The measurements and methods described here have the disadvantage in daily practice of needing very precise and sometimes multistage measurements, which require too much work and time; therefore, they are unsuitable for a quick check for osteoporosis in the framework of incidental findings. Thus, there is a need to develop a fast method of screening to make the appraisal of osteoporosis feasible for dentists in daily practice [31].
Further problems arise from the diversity of methods; to our knowledge, there is currently no universally accepted standard for the diagnosis of osteoporosis in dental imaging. Osteoporosis diagnosis through dental examinations should be simple, rapid, and inexpensive in order to achieve the highest possible acceptance.

1.5. New Methods

Refs. [32,33]: AI-based systems for diagnosing osteoporosis using dental imaging are increasingly being tested, as two meta-analyses show. Modular neural networks, as proposed by Namatevs et al. (2023), have been shown as promising in detecting osteoporosis in mandibular CBCT scans, suggesting the potential for future integration in diagnostic tools [34].

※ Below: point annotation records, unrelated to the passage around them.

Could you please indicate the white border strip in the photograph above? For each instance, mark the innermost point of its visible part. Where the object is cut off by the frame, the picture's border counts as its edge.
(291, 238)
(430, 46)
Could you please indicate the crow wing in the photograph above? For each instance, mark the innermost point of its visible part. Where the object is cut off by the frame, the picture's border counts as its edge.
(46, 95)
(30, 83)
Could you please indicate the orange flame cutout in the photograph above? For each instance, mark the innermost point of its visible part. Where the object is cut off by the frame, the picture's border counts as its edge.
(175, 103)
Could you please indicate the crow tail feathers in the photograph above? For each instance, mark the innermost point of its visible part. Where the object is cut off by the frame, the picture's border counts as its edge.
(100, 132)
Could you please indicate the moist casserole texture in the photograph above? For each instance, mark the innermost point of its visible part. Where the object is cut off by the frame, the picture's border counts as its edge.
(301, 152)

Although the accuracy of AI in osteoporosis diagnosis is sometimes high, the results are not yet sufficiently reliable and exhibit very high variability in sensitivity and specificity. The widespread application of AI-based systems in osteoporosis diagnosis is currently not available.
Before the development of DXA, osteoporosis was diagnosed using X-rays. For example, the trabecular patterns of the clavicula, femur, hip, calcaneus, or combinations of these were analyzed. It has also long been known that osteoporosis leads to cortical thinning and a reduced cancellous bone-to-cortical ratio of the metacarpal bones and long bones [35,36,37,38].

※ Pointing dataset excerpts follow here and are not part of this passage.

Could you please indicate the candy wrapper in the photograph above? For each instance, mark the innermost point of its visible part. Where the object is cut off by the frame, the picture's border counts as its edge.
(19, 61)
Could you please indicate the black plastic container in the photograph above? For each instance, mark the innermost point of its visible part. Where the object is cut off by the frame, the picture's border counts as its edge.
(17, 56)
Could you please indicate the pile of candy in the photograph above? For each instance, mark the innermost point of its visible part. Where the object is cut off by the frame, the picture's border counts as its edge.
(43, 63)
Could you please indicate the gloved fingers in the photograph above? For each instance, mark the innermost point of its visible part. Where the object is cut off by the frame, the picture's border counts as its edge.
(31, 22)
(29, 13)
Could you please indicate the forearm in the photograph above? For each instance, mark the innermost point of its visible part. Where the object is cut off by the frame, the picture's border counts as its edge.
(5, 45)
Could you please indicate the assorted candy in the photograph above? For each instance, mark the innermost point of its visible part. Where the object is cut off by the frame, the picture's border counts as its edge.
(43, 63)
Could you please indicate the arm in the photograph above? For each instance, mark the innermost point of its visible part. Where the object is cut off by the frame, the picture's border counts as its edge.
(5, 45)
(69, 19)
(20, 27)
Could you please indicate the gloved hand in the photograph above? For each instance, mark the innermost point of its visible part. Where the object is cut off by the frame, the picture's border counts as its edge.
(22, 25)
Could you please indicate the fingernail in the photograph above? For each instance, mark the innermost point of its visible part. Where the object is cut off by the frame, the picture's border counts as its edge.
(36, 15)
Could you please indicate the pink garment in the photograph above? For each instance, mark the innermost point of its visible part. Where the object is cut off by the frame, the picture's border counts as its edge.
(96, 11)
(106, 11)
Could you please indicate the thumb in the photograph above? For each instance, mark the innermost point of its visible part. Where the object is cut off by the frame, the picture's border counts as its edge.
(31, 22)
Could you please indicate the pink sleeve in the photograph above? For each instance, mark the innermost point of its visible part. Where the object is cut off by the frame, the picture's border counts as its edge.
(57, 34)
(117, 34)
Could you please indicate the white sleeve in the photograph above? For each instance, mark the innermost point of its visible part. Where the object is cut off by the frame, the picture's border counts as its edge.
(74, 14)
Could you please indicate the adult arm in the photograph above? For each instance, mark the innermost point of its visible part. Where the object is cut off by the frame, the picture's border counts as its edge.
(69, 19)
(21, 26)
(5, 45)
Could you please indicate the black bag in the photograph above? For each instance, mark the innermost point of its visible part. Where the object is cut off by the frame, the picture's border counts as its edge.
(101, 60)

More recent studies [39] have shown a correlation between the cortical index used to calculate the cortical thickness and bone mineral density (BMD) measured by DXA in the tibia, metacarpal bones, and mandible.
These methods mainly refer to long bones; flat bones were not considered. A computed tomography (CT) study from 2024 showed a correlation between the hard palate (flat bone) thickness and diseases associated with a general change in bone density. In osteopetrosis (a congenital ossification disorder that leads to a massive increase in bone density due to the disruption of osteoclast activity, with reduced bone resorption while bone formation is preserved) HPT was increased. In osteopenia and osteoporosis, it was decreased in comparison to a normal collective, consisting of young, healthy subjects [40]. We did not find any further literature about changes in the palatum durum due to osteoporosis, but it can be assumed that the maxilla and palatine bone in case of osteoporosis show similar structural and morphological changes as other bony structures, such as spongiosa reduction and decreased cortical thickness.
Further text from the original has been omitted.